Little-known Italy – RAVENNA

Coat of Arms of the City of Ravenna

Coat of Arms of Ravenna

A few miles south of Venice, in Emilia Romagna, the enterprising traveler will find the city of Ravenna. This city is easily bypassed, it is not on most tourist itineraries nor does it generally host internationally advertised events such La Biennale di Venezia or La Fiera di Milano. It is nevertheless a city of capital importance both artistically and historically. And it offers a glimpse of that urbanely unhurried Italian lifestyle that most people seek when they visit the country.

The beginnings of Ravenna are uncertain, though scholarly opinion inclines towards an Etruscan origin. The city was never conquered by the Romans, rather, it was accepted into the Republic as a federated town. Ravenna was an important outpost during the period of ascendancy of the Western Empire, becoming its capital in its twilight, just before the Empire’s fall to the German foederati chieftain, Odoacer. It was then the capital of the first Kingdom of Italy, and continued in this role after Theodoric slew Odoacer and took over his kingdom. Retaken eventually by the Byzantines, Ravenna became the seat of Byzantine power in Italy (the Exarchate of Ravenna), until the Byzantines’ final expulsion by the Longobards. Ravenna’s distinguished history continued under the popes, until its unification with the newly-minted Kingdom of Italy in 1861.

The art and monuments of Ravenna are equally compelling. Because of its preeminent role during the Byzantine period, Ravenna is a veritable treasure trove of Byzantine art, particularly mosaics. Spectacular samples are seen in the Neonian Baptistery, the Mausoleum of Gallia Placidia, the Basilica of Sant’ Apollinare in Classe, the Basilica of Sant’ Apollinare Nuovo, the Basilica of San Vitale, and in other venues. Other attractions to be visited are the Mausoleum of Theodoric, and the Tomb of Dante Alighieri.

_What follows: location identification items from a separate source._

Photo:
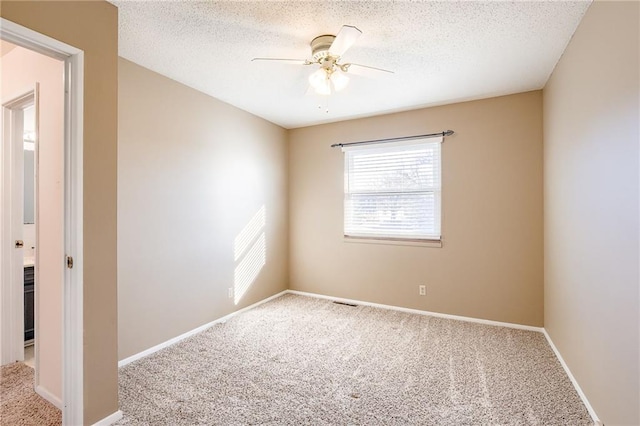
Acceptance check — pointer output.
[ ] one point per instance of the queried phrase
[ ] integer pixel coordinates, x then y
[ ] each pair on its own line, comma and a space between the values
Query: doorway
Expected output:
58, 235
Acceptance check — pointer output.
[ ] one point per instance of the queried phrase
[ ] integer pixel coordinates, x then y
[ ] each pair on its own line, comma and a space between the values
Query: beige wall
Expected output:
21, 69
490, 265
93, 27
591, 209
192, 173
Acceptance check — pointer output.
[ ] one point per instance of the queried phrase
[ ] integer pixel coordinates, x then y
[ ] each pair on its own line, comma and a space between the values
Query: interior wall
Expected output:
93, 27
21, 70
193, 172
490, 264
591, 209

The Ravenna of today is a lovely city generally free of the urban ills that afflict larger cities in Italy and elsewhere. Its compact size and relative lack of motorized traffic makes it perfect for walking tours. Its cuisine is the cuisine of Romagna, that is to say, among the best in Italy. It should be a priority for the sophisticated traveler who has exhausted the better-known treasures of Rome, Venice, and Florence.